In dieser Arbeit wird das „historische Kinder- und Jugendbuch“ „Stadt der Diebe“ von David Benioff im Fokus stehen, in der zwei pubertierende Jungen sich im besetzen Leningrad im Winter 1942 auf die Suche nach Eiern begeben müssen, um ihr Leben zu retten. Auf ihrem Weg erfährt der Leser einiges über die Zustände zur Zeit der Belagerung und deren Auswirkungen auf das Leben der Zivilbevölkerung. Somit wird eine historische Thematik in den Mittelpunkt gestellt, die im Unterricht kaum Beachtung findet. Das Thema wäre in der 9ten Hauptschule5 und in der 10ten Realschule6 und Gymnasium7 einzubinden. Einzuordnen wäre die Besatzung Leningrads in der Haupt-und Realschule unter dem Aspekt „Beschwichtigung, Aggression,
Vernichtung - Eskalation der Gewalt in der Außenpolitik“8, im Gymnasium unter „Vernichtungskrieg und Völkermord“9
Die Arbeit ist folgendermaßen aufgebaut. Als erstes werden die Vor- und Nachteile von „historischer Kinder- und Jugendliteratur“ eingegangen und erläutert, welche Auswahl- und Analysekriterien, je nach Lernziel relevant sind, um das Medium sinnvoll im Unterricht einzubinden. Danach wird der Roman „Stadt der Diebe“ im Fokus der Arbeit stehen. Zunächst wird der Inhalt des Buches wiedergegeben und eine fachdidaktische Beurteilung auf Grundlage der vorher erarbeiteten Auswahl- und Analysekriterien, abgebeben. Zum Schluss der Arbeit werden verschiedene thematische Schwerpunkte, die mit dem Roman erarbeitet werden können, herausgearbeitet und für einen ein konkreter Arbeitsvorschlag unterbreitet.

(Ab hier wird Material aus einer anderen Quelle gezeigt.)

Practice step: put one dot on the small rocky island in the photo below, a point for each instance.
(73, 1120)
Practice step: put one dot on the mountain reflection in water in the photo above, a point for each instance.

2. Historischer Kinder- und Jugendliteratur“ im Unterricht
Der Begriff „Historische Kinder- und Jugendliteratur“ ist fachlich irreführend, da nicht, wie der Begriff initiiert, Literatur aus vergangener Zeit, sondern Romane, die aus einer zeitlichen Distanz heraus in der Vergangenheit spielen, gemeint sind10. „Historische Kinder- und Jugendbücher“ handeln von expliziten, historischen Gegebenheiten. Die Fiktionalität sollte an das historisch Mögliche gebunden sein und Handlungen im Roman dem Leser Zugang zu den Lebensweisen der vergangenen Gesellschaften eröffnen. Damit wird Geschichte für Kinder und Jugendliche erleb- und fassbar. Dabei beansprucht der historische Roman keineswegs eine korrekte wissenschaftliche Darstellung der Geschichte.
2.1 Vor- und Nachteile des Einsatzes im Unterricht
In den 80er Jahren kamen einige Argumente gegen die Nutzung von „historischen Kinder- und Jugendromanen“ im Unterricht auf. Kritisiert wurde unter anderem das Personalisieren von Geschichte, das Erfinden von Geschichten ohne Beachtung der Darstellung der Historie und das Auslassen von Konflikthemen, um ein harmonisierendes Geschichtsbild zu erzeugen12. Ein in sich geschlossener Erzählverlauf würde historische Eindeutig, die so nicht existieren kann, suggerieren. Durch eine geeignete Auswahl anhand bestimmter Kriterien und durch eine reflektierte Handhabung des Mediums, lässt sich dieser Kritik entgegenwirken13. Geschichte existiert in erster Linie in den Köpfen der SuS14, da keine direkten Erfahrungen erlebbar sind.
Frau Rox-Helmer bezeichnet die Fähigkeit der Imagination bei der Handhabung mit historischem Material als unerlässlich15. Das Einsetzen des Mediums im Unterricht kann dazu beitragen die Imagination anzuregen, weil durch das Lesen der Romane im Kopf Bilder der Vergangenheit, die an historischen Ereignissen, Handlungen oder/und Denk- und Gefühlsweißen der Menschen anknüpfen, entstehen können16. Dies kann durch reine Quellenarbeit nur bedingt erreicht werden17. Reeken spricht in diesem Zusammenhang davon, dass das Medium das Wachsen des „Fiktiven und Imaginären im Geschichtsbewusstsein“18 unterstützt. Das Buch sollte dazu anregen, nicht bei der Imagination zu stagnieren, sondern über das Fremde und deren Verhältnisse nachzudenken19.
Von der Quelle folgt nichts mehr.